Homenagem: Luís Morais o virtuoso

8/08/2014 08:17 - Modificado em 8/08/2014 08:17

luis_moraisLuís Morais, músico cabo-verdiano, um virtuoso músico, instrumentista, o famoso mentor do mais falado conjunto “Voz de Cabo Verde”. Aquele que com as suas músicas nos lembra a chegada da época natalícia.

Na sequência da homenagem à morna nesta 30ª edição do Festival da Baía das Gatas, é um prestígio homenagear também aquele que foi o chefe da Banda Municipal, professor de música e mentor do conjunto “Voz de Cabo Verde”: o músico Luís Morais.

O músico Luís Morais nasceu na ilha de São Vicente a 10 de Fevereiro de 1935. A notícia da morte do músico no dia 25 de Setembro de 2002 abalou os cabo-verdianos e a diáspora, pois deixou nostalgia entre os que conquistou com a sua música e sua humildade.

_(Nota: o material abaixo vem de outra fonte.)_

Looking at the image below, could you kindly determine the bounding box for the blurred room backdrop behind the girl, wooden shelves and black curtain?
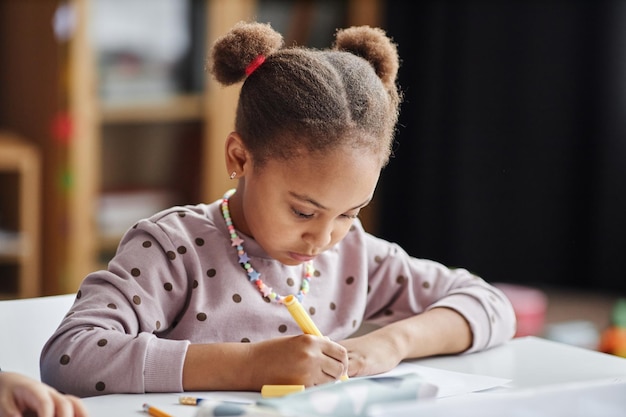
[0,0,626,354]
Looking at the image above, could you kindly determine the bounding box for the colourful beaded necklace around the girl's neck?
[222,189,315,303]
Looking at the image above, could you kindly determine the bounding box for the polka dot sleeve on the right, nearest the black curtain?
[358,234,516,353]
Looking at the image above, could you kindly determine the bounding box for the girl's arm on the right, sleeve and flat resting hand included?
[341,229,516,375]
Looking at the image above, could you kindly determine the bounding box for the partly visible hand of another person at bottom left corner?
[0,372,87,417]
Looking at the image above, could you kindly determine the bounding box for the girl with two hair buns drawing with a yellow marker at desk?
[41,23,515,396]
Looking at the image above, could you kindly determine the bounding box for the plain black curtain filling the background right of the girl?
[377,0,626,294]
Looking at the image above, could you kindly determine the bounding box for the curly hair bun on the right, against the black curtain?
[334,26,400,88]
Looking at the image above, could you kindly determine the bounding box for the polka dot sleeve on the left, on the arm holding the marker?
[40,220,197,397]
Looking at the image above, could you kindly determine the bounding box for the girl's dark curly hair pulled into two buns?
[207,22,401,166]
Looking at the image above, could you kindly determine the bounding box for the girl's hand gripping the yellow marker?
[250,334,348,387]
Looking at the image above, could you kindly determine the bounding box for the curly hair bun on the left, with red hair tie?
[207,22,283,85]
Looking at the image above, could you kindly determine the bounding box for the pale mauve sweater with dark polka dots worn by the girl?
[41,197,515,397]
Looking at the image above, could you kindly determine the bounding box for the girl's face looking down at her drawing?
[234,145,381,265]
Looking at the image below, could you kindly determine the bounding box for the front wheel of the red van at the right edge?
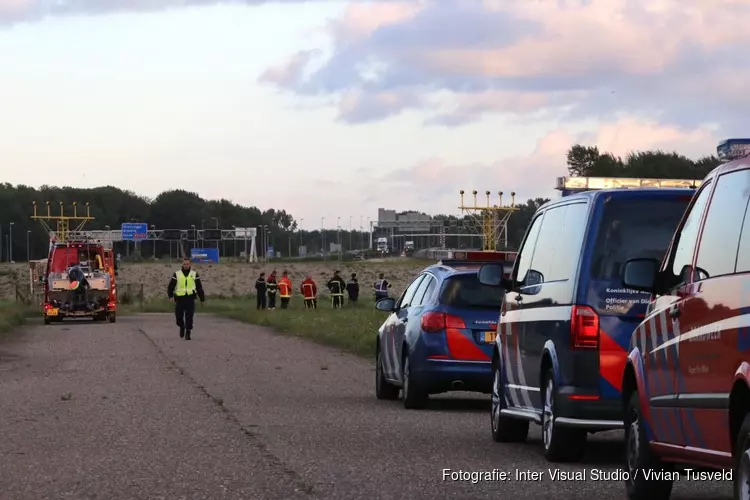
[624,392,672,500]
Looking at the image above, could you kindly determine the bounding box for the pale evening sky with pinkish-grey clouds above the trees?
[0,0,750,228]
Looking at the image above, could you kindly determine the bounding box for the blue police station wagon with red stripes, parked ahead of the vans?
[375,251,516,409]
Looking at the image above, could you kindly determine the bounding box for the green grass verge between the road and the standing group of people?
[119,296,387,357]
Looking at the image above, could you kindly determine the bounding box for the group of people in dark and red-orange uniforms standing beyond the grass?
[255,269,391,310]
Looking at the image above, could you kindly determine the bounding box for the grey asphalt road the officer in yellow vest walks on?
[0,315,731,500]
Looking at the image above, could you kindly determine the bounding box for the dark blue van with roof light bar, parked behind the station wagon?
[479,178,700,462]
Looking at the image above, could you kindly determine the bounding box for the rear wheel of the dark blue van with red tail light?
[542,369,587,462]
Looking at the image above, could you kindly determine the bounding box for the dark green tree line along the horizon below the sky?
[0,145,721,261]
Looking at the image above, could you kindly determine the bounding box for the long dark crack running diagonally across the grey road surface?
[138,328,317,496]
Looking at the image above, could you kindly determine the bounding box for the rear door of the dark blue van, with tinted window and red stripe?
[581,189,692,398]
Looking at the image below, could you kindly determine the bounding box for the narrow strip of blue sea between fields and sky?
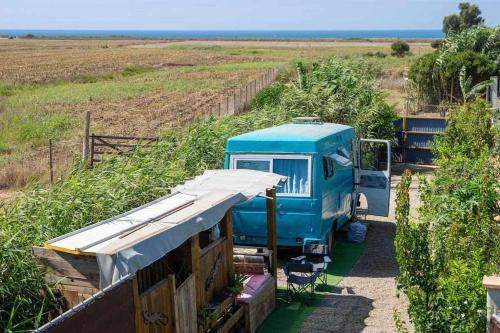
[0,29,444,39]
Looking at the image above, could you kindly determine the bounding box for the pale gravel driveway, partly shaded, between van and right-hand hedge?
[301,166,432,333]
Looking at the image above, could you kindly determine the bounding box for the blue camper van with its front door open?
[225,119,390,246]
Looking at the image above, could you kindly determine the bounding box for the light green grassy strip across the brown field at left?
[5,63,274,110]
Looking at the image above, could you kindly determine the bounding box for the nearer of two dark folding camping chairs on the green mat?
[283,262,319,302]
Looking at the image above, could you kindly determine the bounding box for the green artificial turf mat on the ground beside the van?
[258,241,365,333]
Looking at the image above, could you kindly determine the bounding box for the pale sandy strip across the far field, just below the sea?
[125,40,429,48]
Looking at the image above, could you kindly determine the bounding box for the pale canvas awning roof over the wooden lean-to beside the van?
[44,170,286,288]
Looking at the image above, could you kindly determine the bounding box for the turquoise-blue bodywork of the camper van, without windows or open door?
[224,123,354,246]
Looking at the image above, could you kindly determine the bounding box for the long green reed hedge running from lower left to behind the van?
[0,60,394,331]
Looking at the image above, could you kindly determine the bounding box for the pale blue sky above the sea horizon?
[0,0,500,30]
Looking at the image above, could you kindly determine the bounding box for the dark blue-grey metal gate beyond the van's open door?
[393,116,446,164]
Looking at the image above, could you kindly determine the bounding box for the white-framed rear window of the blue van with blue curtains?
[230,155,308,197]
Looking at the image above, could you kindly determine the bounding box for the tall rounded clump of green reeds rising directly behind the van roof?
[279,58,396,139]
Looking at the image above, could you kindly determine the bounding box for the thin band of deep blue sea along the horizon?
[0,29,443,41]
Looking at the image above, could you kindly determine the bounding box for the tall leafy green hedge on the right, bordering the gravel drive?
[395,100,500,333]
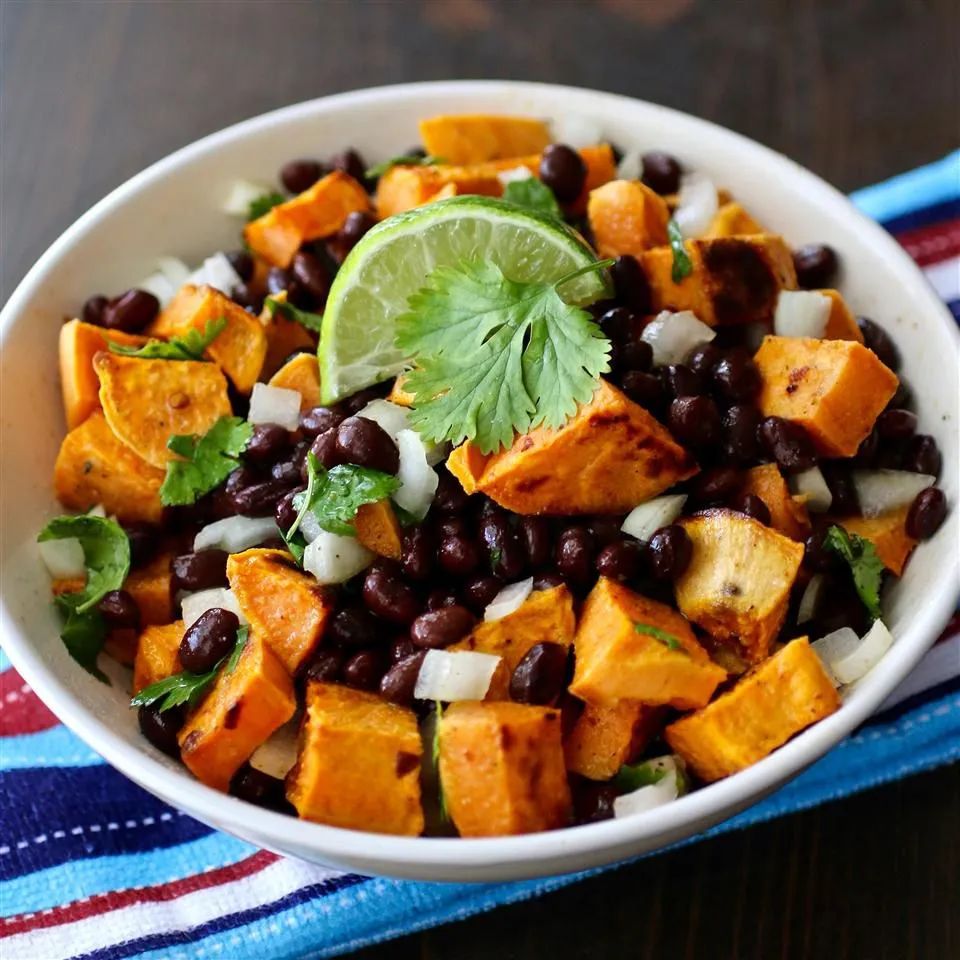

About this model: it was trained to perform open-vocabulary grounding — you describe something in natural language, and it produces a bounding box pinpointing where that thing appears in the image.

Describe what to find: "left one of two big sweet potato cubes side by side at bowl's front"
[287,682,423,837]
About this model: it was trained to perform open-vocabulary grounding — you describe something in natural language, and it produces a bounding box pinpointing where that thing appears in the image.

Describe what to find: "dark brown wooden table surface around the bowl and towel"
[0,0,960,960]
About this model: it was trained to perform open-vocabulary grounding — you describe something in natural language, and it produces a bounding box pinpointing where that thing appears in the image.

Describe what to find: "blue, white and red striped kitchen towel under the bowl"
[0,152,960,960]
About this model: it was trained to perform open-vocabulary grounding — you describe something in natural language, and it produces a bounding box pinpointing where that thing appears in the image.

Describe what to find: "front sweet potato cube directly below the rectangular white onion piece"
[440,701,570,837]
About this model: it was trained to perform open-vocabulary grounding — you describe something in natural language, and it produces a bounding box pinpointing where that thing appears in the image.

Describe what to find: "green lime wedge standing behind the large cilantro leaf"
[319,196,609,403]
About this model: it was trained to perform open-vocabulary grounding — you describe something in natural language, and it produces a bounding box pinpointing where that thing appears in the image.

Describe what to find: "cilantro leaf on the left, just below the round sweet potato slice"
[160,417,253,507]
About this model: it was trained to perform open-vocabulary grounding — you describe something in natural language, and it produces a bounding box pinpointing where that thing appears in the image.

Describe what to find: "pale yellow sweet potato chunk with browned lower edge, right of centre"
[674,509,803,663]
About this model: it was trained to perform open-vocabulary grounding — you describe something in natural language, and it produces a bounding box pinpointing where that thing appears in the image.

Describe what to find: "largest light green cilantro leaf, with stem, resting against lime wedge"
[396,260,611,453]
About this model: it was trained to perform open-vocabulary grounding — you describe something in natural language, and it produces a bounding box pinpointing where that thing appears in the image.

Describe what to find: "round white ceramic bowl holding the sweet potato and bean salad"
[0,82,960,880]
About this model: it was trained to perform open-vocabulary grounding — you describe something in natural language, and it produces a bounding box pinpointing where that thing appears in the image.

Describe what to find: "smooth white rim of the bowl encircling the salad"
[0,80,960,879]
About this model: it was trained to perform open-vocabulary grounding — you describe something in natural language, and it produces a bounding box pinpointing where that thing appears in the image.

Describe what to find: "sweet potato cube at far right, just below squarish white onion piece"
[754,337,899,457]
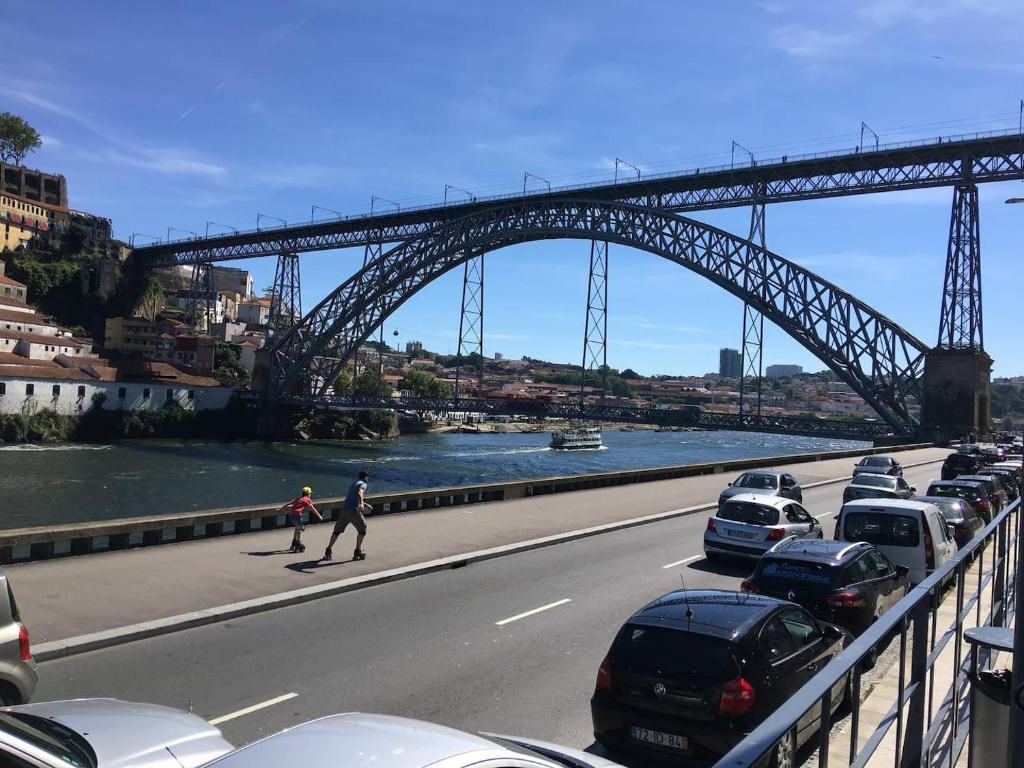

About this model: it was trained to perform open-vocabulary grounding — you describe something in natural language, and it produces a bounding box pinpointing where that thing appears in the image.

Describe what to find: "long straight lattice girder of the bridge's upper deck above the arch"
[134,132,1024,267]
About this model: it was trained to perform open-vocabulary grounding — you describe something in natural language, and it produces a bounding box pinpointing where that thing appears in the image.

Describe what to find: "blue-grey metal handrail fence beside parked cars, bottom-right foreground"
[715,500,1021,768]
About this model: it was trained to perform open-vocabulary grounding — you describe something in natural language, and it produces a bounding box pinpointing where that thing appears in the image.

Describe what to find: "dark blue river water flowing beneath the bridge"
[0,431,866,528]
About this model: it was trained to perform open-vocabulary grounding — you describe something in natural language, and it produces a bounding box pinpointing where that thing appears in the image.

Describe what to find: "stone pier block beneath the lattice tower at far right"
[921,348,992,439]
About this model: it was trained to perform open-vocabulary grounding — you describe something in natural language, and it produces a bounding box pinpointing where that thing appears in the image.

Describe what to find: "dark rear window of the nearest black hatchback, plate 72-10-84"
[611,624,736,680]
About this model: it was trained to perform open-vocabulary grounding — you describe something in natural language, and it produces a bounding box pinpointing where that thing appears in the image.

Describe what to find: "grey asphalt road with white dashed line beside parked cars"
[35,462,940,746]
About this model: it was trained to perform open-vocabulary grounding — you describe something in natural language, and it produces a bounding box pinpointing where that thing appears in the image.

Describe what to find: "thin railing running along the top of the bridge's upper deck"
[148,129,1021,250]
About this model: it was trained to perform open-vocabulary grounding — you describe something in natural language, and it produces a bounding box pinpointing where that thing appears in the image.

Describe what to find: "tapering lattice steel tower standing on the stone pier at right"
[938,182,985,349]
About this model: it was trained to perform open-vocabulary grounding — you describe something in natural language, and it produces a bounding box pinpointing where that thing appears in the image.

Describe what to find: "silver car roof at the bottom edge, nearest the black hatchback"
[201,713,514,768]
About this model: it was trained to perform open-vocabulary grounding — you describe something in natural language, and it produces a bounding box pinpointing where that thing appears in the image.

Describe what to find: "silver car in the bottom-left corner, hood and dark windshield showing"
[0,698,234,768]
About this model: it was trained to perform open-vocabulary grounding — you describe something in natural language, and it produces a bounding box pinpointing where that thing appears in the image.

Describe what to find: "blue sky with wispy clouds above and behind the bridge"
[0,0,1024,376]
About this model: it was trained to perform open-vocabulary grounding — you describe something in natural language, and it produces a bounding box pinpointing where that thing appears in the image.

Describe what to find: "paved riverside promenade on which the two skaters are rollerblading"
[12,449,949,647]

Luís Morais nasceu de uma família de músicos, foi aluno de José Alves dos Reis, e regente da banda do Mindelo.

Aos 14 anos, já integrava a banda do Mindelo, actuando na Praça Nova ou até em bares e festas juntamente com a família e amigos, interpretando mornas, coladeiras, salsas, batucadas e valsas.

 A obra de Morais passa pelos estilos tipicamente cabo-verdianos, tais como o choro, samba e  bossa nova do Brasil e também pela cumbia, que se evidenciou nos anos 60 e 70 no mundo hispânico, chegando também aos grandes clássicos europeus dos anos 60.

 

Destacam-se “Mona Lisa”, “Lágrimas”, “Nostalgia” e, sobretudo, “Boas Festas”, entre os temas que faziam o imaginário de S. Vicente pensar em terras longínquas, com o som extravagante de uma cumbia (muito em voga na altura) à mistura com uma dolente morna, às vezes a solo, outras vezes com as vozes de Djosinha ou Bana e ainda de Cesária Évora, entre outros.

Foi condecorado Embaixador da Música de Cabo Verde. Para além da carreira como músico, Luís Morais também foi professor de Educação Musical no Mindelo, na Praia e em Dakar.

Muitos se lembram com carinho quem foi “Ti Lis” como era chamado carinhosamente pelos cabo-verdianos.

Para Francisco Sequeira, Luís Morais o saudoso amigo, tinha uma amizade especial, era homem generoso, musicou muitas mornas, gravou músicas juntamente com Bana na Rádio Barlavento. E recorda que em parceria com Djunga d´Biluca, Luís Morais escreveu e musicou a morna “Fidj d´ninguem” que o marcou muito.

Da autoria de Frank Cavaquim e de Luís Morais fizeram nasceu a música “Novo Barca Sagres”.

O músico Vasco Martins recorda Luís Morais da seguinte forma: “um músico de som único, incomparável, homem do saxofone, do clarinete e da flauta, inventor de improvisos feitos nos intervalos do canto da morna. Um génio que nunca repetia as suas improvisações, algo que o músico Vasco Martins considera de “fantástico”. Figura inteligente que compôs mornas e fez diversos arranjos. Destacava-se pelas mornas de traço subtil, melódico e sentimental e pela consistência forte dentro da morna.

  1. Djê Guebara

    Este è o mês de recordações dos nossos gênios musicais.Aquem que não sentem a nolstagia ao escutar as mornas iterpretadas pelo o nosso màgico clarinetista Luis Morais,ahhh de não olvidar das Boas-Festas, principalmente nòs os emigrantes que encontra longe da mãe patria, Tanto recordo cuando na minha infância em nos tempos do fim do ano Luis Morais regressava de Holanda para passar as festas em São Vicente, então no dia de Janeiro el saia com a Banda em cima de atrelado pelas ruas de Mindelo

  2. Agostinho Fonseca

    Luis foi o maior !!!
    Ultrapassou o pai, Musa (também clarinetista), o tio Pitrinha e o avô (Nhô Pitra) todos mùsicos.

  3. Agostinho Fonseca

    Em Dakar o Luis não foi professor mas actuou com muito sucesso num night club e chegou a participar, com a sua Orquestra, no teatro de revista “O Café dos Importantes” escrito e montado por Valdemar Pereira, onde o Bana interpretou o seu proprio papel.

    Não vi o espectàculo mas os elementos foram colhidos do livro “O teatro é uma paixão, a vida é uma emoção” editado em Lisboa, lançado em Setrembro/2010 no Centro Cultural do Mindelo.